The Dangote Petroleum Refinery has lowered the ex-gantry price of Premium Motor Spirit (petrol) in Nigeria to N1,200 per litre ($0.87), reversing its recent decision to increase the fuel price, according to an anonymous source at the facility.
The new price represents a N75 reduction from the previous rate of approximately N1,275 per litre ($0.92), which was implemented just a day before in response to rising international oil prices and supply concerns.
The previous adjustment saw fuel prices rise by over 5%, while diesel prices increased by N200 ($0.14) to N1,950 per litre ($1.41), according to an official who spoke to the Punch newspaper on the quick successive increase and decline.
These swings highlight just how much Nigeria's energy market is affected by global disruptions, despite boasting the largest single-train refinery in the world and the largest crude production on the continent.
"The adjustment is in line with global market trends. You are aware of the ongoing tensions in the Middle East and how they have impacted crude oil prices. These are external factors that directly influence refined product pricing," the official, who spoke in confidence due to lack of authorisation, stated.
The drop in crude prices has been mostly linked to a reduction in geopolitical tensions regarding Iran. Brent crude, the global oil benchmark, fell after Donald Trump said the U.S. would suspend planned military action against Iran for two weeks. The halt is apparently due to efforts to reestablish safe passage across the strategic Strait of Hormuz, a vital global oil transport route. This outcome has alleviated concerns about supply interruptions, which had earlier pushed oil prices higher and led refiners to raise prices.
Furthermore, the refinery acknowledged an increase in crude oil allocations from the Nigerian National Petroleum Corporation (NNPC) during March, following a period of substantial supply deficits.
Dangote's increased crude supply
The Dangote Petroleum Refinery received ten cargoes of crude last month from the NNPC, according to the owner of the facility, Aliko Dangote.
In March, David Bird, the Chief Executive Officer of the refinery, categorised the inefficiencies within the naira-for-crude framework as a significant impediment to the facility's financial performance. He explained that the refinery needed to receive 13 to 15 cargoes each month to meet national demand.

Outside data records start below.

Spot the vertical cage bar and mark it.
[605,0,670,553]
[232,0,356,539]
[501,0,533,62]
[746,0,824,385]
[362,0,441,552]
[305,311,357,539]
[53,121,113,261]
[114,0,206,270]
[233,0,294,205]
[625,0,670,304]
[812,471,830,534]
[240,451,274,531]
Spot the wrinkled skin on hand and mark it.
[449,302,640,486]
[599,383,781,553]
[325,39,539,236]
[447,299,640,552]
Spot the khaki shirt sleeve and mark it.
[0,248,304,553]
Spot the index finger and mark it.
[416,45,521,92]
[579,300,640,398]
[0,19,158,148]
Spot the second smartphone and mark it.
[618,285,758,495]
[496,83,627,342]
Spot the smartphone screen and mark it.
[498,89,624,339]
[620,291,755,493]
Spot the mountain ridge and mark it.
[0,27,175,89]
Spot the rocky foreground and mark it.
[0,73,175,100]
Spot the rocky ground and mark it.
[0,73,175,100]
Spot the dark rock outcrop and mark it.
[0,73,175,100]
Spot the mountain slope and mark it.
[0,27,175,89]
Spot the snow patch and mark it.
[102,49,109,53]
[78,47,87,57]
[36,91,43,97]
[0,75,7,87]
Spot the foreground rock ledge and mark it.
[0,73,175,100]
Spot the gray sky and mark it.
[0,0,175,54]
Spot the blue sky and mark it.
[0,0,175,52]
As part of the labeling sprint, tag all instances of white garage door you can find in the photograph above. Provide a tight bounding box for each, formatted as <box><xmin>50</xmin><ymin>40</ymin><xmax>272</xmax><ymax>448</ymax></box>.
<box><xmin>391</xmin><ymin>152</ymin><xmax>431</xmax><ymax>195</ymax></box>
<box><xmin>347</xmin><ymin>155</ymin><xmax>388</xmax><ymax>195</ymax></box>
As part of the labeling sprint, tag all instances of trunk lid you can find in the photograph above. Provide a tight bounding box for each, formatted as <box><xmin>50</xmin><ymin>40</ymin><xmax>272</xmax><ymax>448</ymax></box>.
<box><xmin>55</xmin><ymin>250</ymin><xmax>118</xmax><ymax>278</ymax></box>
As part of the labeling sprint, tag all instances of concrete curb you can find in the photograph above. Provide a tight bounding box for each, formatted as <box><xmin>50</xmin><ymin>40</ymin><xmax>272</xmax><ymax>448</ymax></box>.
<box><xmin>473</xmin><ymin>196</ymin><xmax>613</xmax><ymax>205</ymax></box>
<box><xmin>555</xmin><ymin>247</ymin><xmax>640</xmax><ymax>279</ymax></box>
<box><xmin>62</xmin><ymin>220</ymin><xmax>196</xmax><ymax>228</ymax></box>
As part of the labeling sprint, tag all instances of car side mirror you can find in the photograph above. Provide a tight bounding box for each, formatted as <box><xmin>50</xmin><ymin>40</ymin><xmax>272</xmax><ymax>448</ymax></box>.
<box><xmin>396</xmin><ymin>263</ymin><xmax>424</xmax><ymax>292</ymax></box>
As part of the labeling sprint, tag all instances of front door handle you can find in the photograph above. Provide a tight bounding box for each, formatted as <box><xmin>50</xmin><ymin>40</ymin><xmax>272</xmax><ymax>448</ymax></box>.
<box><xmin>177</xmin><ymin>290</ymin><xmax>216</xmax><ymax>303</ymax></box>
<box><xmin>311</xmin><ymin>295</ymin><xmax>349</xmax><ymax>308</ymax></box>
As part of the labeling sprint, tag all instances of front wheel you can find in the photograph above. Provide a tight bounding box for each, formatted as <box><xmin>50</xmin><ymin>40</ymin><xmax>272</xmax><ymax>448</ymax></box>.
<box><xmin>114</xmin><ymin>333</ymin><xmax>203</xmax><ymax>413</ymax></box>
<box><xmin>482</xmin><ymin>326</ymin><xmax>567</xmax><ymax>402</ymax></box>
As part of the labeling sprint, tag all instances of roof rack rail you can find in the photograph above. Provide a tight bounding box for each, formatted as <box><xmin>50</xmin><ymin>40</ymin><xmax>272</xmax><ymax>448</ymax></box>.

"What we see under that agreement, we should be getting about 13 to 15 cargoes a month. And that's what we could process to meet the domestic fuel requirements of Nigeria. Currently, we're only getting five. So, that's an underperformance against that pre-agreed volume contract," David Bird said at the time.
However, the increase in crude supply was unable to mitigate the decision to increase fuel prices, while a ceasefire in the Middle East quickly caused fuel prices to drop in the West African country.